In 1830, this situation posed a problem for the parish authorities in a case relating to the interpretation of the Poor Law. The information comes from a document in the Norfolk Record Office. In brief, responsibility for the poor and needy fell upon the shoulders of the parish where they lived, and officers were appointed to administer the system.
1813 enclosure map of Forncett shows Street Farm to be owned by a T.T. Marcon
Esq. and the parish boundary can clearly be seen to pass straight through the
Thomas Theodoric Marcon was born in Edgefield in about 1792 and married in Hempstead in 1814. He and his family then lived at Street Farm in Forncett until Michaelmas 1830 when the property was sold by the Mortgagee and Thomas was evicted. So, under the Poor Law, Thomas, who had lost his farm, should then have been able to obtain poor relief from the parish. However, this led to an argument between the two Forncett parishes about whether Thomas was a resident of Forncett St. Peter or Forncett St. Mary. Very careful measurements were then taken of the location of Thomas's bed in relationship to the parish boundary! The document reads:
It appears that the boundary line between the two parishes goes completely along and though the middle of a passage underneath the bedroom occupied by the pauper during the whole of his residence upon the Estate. The width of this passage is four feet so that two feet on each side lie in each parish and the head of the bed in which the pauper slept stood over that part of the passage which is in the parish of Forncett St Mary but not close to the partition dividing the room in which the pauper slept.
By about an inch, occasioned by the projection of a screw, and the thickness of the woodwork of the head of the bed is four inches and an half.

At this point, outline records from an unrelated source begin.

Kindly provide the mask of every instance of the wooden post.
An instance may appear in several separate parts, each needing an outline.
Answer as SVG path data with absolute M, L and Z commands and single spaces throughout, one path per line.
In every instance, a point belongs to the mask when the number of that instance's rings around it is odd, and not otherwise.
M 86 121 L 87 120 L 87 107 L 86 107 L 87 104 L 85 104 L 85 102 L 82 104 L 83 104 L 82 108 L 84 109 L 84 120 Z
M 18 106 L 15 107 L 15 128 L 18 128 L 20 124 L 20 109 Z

So that, supposing the pauper to have slept so far down his bed that his head laid nine inches from the bedhead, these respective quantities deducted from the 24 inches the part of the room in the parish of Forncett St Mary would still leave 9 or 10 inches, a sufficient space for the pauper's head to rest in the parish of Forncett St Mary the remainder of the bed and room is in the parish of Forncett St Peter. The annexed plans will confirm this explanation.
Using these detailed measurements, an independent view was sought from three judges on the Norfolk circuit. The judges acknowledged that "there is no reported case on this subject". However, they agreed unanimously that "when the pauper was in bed his head rested in the parish of Forncett St Mary and consequently his settlement is there."
In summary, where Thomas Marcon laid his head was indeed his home, and so Forncett St Mary parish was liable to pay Marcon's poor relief.